Vintcent van der Bijl – Tall and Burly Fast Medium Bowler (1968 – 1983)
Vintcent van der Bijl, a retired South African cricketer, was born on March 19, 1949, in Rondebosch, Cape Town. His fast-medium deliveries were accurate, fast, and bounced well. His height was 6 feet 7 inches. During the apartheid era, when South African sports were isolated, he reached the height of his playing career.
Vintcent Adriaan Pieter van der Bijl captured the most wickets in Currie Cup history. He set the record for most wickets in a domestic season with 65 and then broke it himself with 75. When he played outside South Africa with Middlesex in 1980, he topped the national average for regular bowlers. He confirmed what had already been widely suspected: that he was the finest bowler of modern times, never to have played Test cricket. Fielding in the slips to van der Bijl’s bowling, one thought the ball was attached to a long piece of elastic held by the wicketkeeper.
Once Vintcent Adriaan Pieter van der Bijl released the ball, it increased in velocity, even after hitting the pitch. This was until it reached the keeper’s gloves. That was a measure of how hard he hit the deck. Naturally enough, he had a rather ponderous run-up, as he was as massively constructed as a Springbok forward, but he had gathered his strength at the crucial moment.
His aim was at or outside off-stump when bowling from the nursery end at Lord’s, and thanks to his height, he always achieved some lift. He did not bowl a particularly effective bouncer, though, as his natural length was very close to the bat. This allowed the ball to swing if it wanted to.
Like most South Africans, he was well-coached in the fundamentals. His father was Director of Coaching for Western Province, as well as a Rhodes scholar, a schoolmaster, and a steady opening bat. He averaged 51 for South Africa and made a century in the Timeless Test of 1938–39. Vincent’s grandfather played first-class cricket too, while a great-uncle was picked for an England tour but declined. Vintcent van der Bijl was chosen for the South Africa to Australia tour in 1971–72, which was canceled.

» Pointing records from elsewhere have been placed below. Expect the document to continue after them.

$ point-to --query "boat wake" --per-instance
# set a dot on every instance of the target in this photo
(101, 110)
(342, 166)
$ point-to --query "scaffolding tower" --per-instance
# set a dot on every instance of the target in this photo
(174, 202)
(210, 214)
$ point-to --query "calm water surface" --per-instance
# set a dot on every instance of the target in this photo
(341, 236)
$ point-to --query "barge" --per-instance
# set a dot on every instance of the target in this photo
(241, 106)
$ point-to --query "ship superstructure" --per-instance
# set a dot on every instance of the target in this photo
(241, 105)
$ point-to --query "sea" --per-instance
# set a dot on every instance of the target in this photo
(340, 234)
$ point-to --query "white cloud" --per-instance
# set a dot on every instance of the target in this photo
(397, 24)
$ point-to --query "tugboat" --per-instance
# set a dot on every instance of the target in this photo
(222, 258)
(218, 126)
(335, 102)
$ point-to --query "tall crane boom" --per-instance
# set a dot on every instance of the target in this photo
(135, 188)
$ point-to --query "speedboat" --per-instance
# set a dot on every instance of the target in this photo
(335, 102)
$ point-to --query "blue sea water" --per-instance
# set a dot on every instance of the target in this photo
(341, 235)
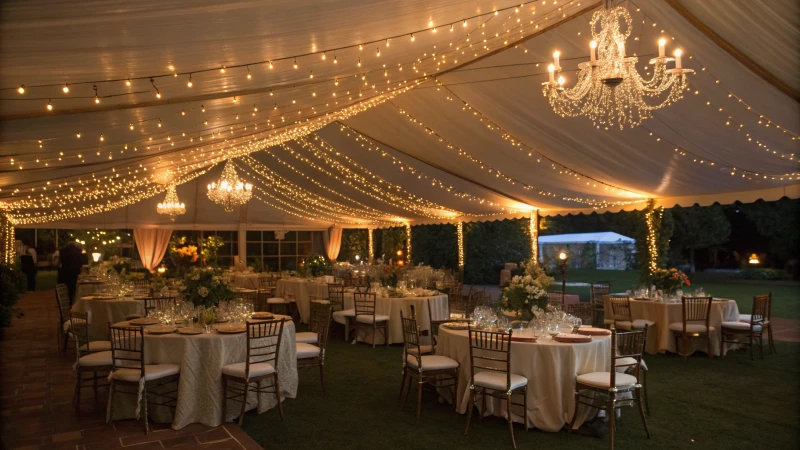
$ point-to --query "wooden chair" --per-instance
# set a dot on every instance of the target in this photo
(621, 307)
(93, 357)
(582, 310)
(128, 369)
(312, 354)
(367, 319)
(765, 324)
(260, 364)
(694, 325)
(439, 371)
(490, 352)
(64, 323)
(152, 303)
(602, 389)
(753, 330)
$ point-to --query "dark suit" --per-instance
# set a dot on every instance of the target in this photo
(70, 257)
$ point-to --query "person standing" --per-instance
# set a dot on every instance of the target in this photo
(70, 257)
(28, 260)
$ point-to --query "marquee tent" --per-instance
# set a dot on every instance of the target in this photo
(368, 114)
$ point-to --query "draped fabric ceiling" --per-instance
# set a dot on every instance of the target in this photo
(417, 126)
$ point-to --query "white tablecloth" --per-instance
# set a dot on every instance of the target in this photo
(660, 339)
(303, 290)
(550, 367)
(392, 306)
(201, 358)
(105, 311)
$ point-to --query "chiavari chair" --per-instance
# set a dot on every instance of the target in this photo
(64, 323)
(753, 330)
(490, 366)
(694, 324)
(151, 303)
(438, 371)
(93, 357)
(602, 389)
(131, 376)
(766, 323)
(312, 354)
(367, 319)
(260, 365)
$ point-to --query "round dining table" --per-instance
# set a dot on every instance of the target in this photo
(551, 368)
(660, 338)
(201, 358)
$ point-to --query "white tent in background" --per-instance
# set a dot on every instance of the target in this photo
(605, 251)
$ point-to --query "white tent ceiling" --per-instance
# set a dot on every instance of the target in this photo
(440, 151)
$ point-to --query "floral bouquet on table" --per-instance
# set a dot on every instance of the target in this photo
(670, 280)
(206, 286)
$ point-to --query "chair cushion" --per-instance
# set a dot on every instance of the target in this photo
(433, 362)
(690, 327)
(497, 380)
(367, 318)
(151, 372)
(341, 316)
(426, 350)
(95, 359)
(742, 326)
(256, 370)
(603, 379)
(97, 346)
(307, 336)
(306, 350)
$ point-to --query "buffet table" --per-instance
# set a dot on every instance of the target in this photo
(550, 367)
(201, 358)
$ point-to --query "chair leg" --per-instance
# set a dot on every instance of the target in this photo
(244, 402)
(278, 395)
(641, 411)
(510, 422)
(470, 408)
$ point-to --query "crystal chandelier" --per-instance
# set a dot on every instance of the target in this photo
(609, 89)
(230, 191)
(171, 205)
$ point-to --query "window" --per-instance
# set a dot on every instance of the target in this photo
(285, 254)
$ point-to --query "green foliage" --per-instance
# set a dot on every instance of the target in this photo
(11, 286)
(393, 239)
(489, 245)
(435, 245)
(355, 241)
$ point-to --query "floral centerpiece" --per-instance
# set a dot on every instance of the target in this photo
(206, 286)
(670, 280)
(526, 294)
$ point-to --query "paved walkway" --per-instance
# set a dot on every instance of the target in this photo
(36, 388)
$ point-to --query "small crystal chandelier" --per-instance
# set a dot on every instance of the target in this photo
(609, 89)
(171, 204)
(230, 191)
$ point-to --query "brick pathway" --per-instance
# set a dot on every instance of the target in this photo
(36, 387)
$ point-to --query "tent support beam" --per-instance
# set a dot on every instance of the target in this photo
(733, 51)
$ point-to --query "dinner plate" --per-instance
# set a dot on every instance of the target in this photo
(190, 330)
(590, 331)
(144, 321)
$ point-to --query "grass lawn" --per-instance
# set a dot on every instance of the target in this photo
(729, 403)
(785, 295)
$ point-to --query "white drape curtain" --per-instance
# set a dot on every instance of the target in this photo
(152, 244)
(333, 241)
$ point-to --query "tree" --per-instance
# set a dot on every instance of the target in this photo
(699, 227)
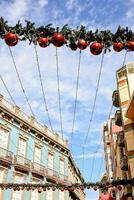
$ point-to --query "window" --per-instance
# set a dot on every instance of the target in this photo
(1, 175)
(17, 195)
(37, 155)
(61, 195)
(50, 161)
(4, 138)
(34, 193)
(49, 194)
(62, 167)
(1, 181)
(22, 147)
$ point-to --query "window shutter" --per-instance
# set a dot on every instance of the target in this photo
(37, 155)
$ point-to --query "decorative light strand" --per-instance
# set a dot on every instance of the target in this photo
(42, 88)
(58, 88)
(23, 90)
(76, 96)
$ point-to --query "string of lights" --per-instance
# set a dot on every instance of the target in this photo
(76, 96)
(93, 110)
(23, 90)
(58, 88)
(42, 88)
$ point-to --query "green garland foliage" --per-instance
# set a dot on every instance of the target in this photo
(32, 33)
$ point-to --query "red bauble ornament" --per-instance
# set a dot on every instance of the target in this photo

His only opportunity to play outside the country was county cricket. He may have been 32 when it arrived, but he bowled with youthful enthusiasm and could not have fitted more harmoniously into the side. He fell into his rhythm immediately and took 85 wickets at 14 each to help Middlesex win the championship, not to mention the Gillette Cup. So direct was his bowling that 66 of his wickets were bowled, LBW, or caught behind.
When he returned to South Africa and Natal, he followed his success with 54 wickets at nine wickets! He was one of the finest fast-medium bowlers, like the burly Brian Statham – and of people. And had he played Test cricket, he could have been penciled in for a record similar to Brian Statham’s.
Vintcent van der Bijl of Natal, Transvaal, and Middlesex played during a 15-year first-class career (1968–1983) that brought him 767 wickets in 156 matches at a splendid average of 16.54, including 42 five-wicket hauls and 12 ten-wicket hauls in a match with a best of 8 for 35.